3. Die Menschen und die Stadt
3.1. Die Verklärung der Stadt
3.2. Die Stadt als personales Gegenüber und Identifikationsfigur

4. Der Stadt-Land-Gegensatz in Woody Allens Filmen
4.1. Die Stadt als natürlicher Lebensraum des Stadtneurotikers
4.2. Das Land als feindliche Welt.

5. Andere Städte sind keine Städte - New York ist die Stadt

6. Ist Woody Allen ein urbaner Erzähler?.

7. Fazit

8. Literaturverzeichnis

1. Einleitung

In Woody Allens Filmen, mit wenigen Ausnahmen, nimmt die Stadt, neben den in ihren komplizierten Beziehungen verflochtenen Männern und Frauen, eine tragende Rolle ein. Die Großstadt als Ort von Beziehungen[1] ist Schauplatz des Geschehens, nur hier können die Geschichten sich ereignen, die Woody Allen uns vorführt. Daß es sich dabei um eine besondere Stadt, New York - und meistens Manhattan - handelt, ist dabei nicht außer acht zu lassen. Zudem zeigt uns Allen immer ein bestimmtes Milieu, das der New Yorker Intellektuellen und Künstler. Sie leben mit, in und von der Stadt. Sie ist ihr "natürlicher" Lebensraum. Sie, die mit einer Vielzahl von Komplexen behaftet zu sein scheinen, rennen wild gestikulierend über ihre seelischen Probleme und Defizite redend durch die Stadt. Damit schafft Allen fast schon ein eigenes Genre.

Wie dieses urbane Element in Allens Filmen zum tragen kommt, soll im Folgen­den betrachtet werden. Daran anschließend soll diskutiert werden, ob Woody Allens Erzählweise einem Typus des "Urbanen Erzählens" zugeordnet werden kann.

Bei den behandelten Filmen wurde auf die deutschsprachigen Synchronfassungen und Drehbücher zurückgegriffen.

2. Die Rolle der Stadt in Woody Allens Filmen

Stadt und Film gehören zusammen.
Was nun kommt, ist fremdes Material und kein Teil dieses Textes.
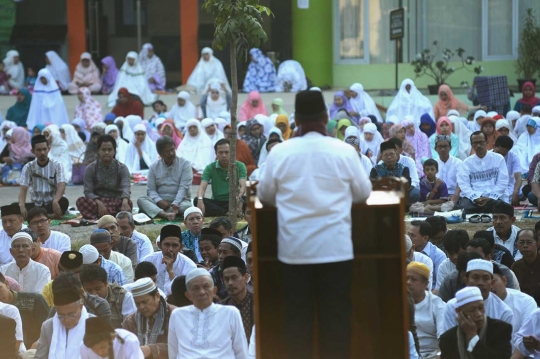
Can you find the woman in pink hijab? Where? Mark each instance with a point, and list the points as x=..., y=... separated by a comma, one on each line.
x=252, y=106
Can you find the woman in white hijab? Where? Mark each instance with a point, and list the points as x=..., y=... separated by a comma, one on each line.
x=209, y=126
x=291, y=77
x=47, y=103
x=209, y=69
x=183, y=110
x=121, y=144
x=196, y=147
x=361, y=101
x=76, y=146
x=58, y=69
x=141, y=153
x=59, y=150
x=410, y=101
x=132, y=77
x=14, y=69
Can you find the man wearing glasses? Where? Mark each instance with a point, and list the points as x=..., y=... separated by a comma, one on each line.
x=482, y=178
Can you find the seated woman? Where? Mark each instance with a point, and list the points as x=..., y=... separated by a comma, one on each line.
x=47, y=104
x=153, y=68
x=216, y=100
x=132, y=77
x=183, y=110
x=58, y=69
x=209, y=69
x=127, y=104
x=86, y=75
x=88, y=108
x=141, y=153
x=290, y=77
x=261, y=74
x=107, y=187
x=109, y=74
x=252, y=106
x=18, y=113
x=196, y=146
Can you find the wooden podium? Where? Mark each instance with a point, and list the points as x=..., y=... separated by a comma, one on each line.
x=380, y=319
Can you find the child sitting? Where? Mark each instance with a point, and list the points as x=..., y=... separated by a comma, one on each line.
x=433, y=190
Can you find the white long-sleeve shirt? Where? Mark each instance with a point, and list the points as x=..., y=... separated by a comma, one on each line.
x=215, y=332
x=314, y=180
x=484, y=177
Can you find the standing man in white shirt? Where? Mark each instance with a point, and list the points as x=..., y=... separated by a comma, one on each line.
x=311, y=178
x=482, y=178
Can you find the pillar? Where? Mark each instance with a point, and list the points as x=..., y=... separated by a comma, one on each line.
x=312, y=40
x=189, y=26
x=76, y=21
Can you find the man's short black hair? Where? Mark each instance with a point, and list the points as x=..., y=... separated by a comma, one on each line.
x=145, y=270
x=455, y=240
x=423, y=227
x=93, y=272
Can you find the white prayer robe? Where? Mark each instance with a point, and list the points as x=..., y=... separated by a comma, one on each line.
x=216, y=332
x=494, y=306
x=429, y=319
x=130, y=349
x=32, y=278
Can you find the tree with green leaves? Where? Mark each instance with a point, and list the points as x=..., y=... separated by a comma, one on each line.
x=238, y=24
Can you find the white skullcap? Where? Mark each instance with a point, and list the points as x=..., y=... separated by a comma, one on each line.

Sie sind sich nicht fremd. Der Film ist avanciertes Medium der Stadt. Er ist nicht ihr neutraler Beobachter, sondern zu­sammen mit dem Kino als Teil der modernen Stadt anzusehen.[2]
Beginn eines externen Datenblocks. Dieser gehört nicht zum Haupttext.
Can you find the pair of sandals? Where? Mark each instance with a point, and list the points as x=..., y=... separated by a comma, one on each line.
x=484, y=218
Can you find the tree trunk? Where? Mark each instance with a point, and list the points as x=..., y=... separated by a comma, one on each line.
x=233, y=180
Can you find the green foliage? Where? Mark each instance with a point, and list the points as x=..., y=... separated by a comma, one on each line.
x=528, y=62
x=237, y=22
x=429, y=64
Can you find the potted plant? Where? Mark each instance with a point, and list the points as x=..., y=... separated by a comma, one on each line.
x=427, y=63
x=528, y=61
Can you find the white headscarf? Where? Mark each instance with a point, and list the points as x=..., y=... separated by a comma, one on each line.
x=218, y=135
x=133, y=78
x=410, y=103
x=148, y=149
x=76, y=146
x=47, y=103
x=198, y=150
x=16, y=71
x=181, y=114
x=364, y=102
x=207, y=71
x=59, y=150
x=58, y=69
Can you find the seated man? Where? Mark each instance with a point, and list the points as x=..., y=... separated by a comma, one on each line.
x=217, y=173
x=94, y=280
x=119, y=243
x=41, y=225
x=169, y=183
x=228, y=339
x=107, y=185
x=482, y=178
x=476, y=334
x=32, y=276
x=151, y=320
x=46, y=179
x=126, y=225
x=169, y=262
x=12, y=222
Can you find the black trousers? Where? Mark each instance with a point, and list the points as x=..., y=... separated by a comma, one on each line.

In Woody Allens Filmen ist diese Verwandtschaft von Objekt und Subjekt stets spürbar, sowohl durch die ständige Präsenz der Stadt, als auch durch die Re­flektion des Filmischen an sich in Form von Anspielungen, Zitaten und Themen[3].

Wie sich die Stadt im Film zeigt, bleibt aber im allgemeinen in jedem einzelnen Fall offen. Oft ist die Stadt nur Kulisse. Wie weit sie auch Gegenstand und Thema des Films ist, zum Akteur und Darsteller wird, ist fraglich. In der Ge­schichte des Kinos zeigt sich die Stadt so auch oftmals als "routiniert abgefilm­tes Klischee", als "stereotype Mixtur aus Versatzstücken" oder "als kulturelles Klischee".[4]
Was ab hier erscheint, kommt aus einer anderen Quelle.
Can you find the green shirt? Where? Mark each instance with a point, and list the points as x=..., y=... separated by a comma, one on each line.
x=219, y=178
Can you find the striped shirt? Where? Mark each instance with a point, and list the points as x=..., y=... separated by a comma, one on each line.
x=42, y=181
Ein Großteil von Woody Allens Filmen spielt in New York, bzw. Manhattan. "Der Stadtneurotiker"(1977) und "Manhattan"(1979) sind hier als herausra­gende Beispiele zu nennen, in denen Allen "authentisch-präzise Intellektuellen­porträts"[5] vorführt. Filme, die darüber hinaus den gleichen Schauplatz und ähn­liches Milieu zeigen sind: "Stardust Memories"(1980), "Broadway Danny Rose"(1984), "Hannah und ihre Schwestern"(1986), "Ödipus ratlos"(1989), "Verbrechen und andere Kleinigkeiten"(1989), "Ehemänner und Ehefrauen"(1992), "Manhattan Murder Mystery"(1993) und "Geliebte Aphrodite"(1995).

Es stellt sich nun die Frage: Was ist das für eine Stadt die Woody Allen uns zeigt?

Es ist eine Stadt der Theater, Kinos, Museen; eine Stadt der Buchläden, Restau­rants und Cafes. Es ist eine Stadt, in der bequem alles zu Fuß zu erledigen ist. So gesehen fast ein Dorf[6]. Und wenn man mal zu Fuß nicht weiterkommt, fährt man nicht etwa U-Bahn, sondern Taxi[7]. Der Regisseur versteht es, "die Stadt auf das zu reduzieren, was seine Figuren zum Leben brauchen"[8].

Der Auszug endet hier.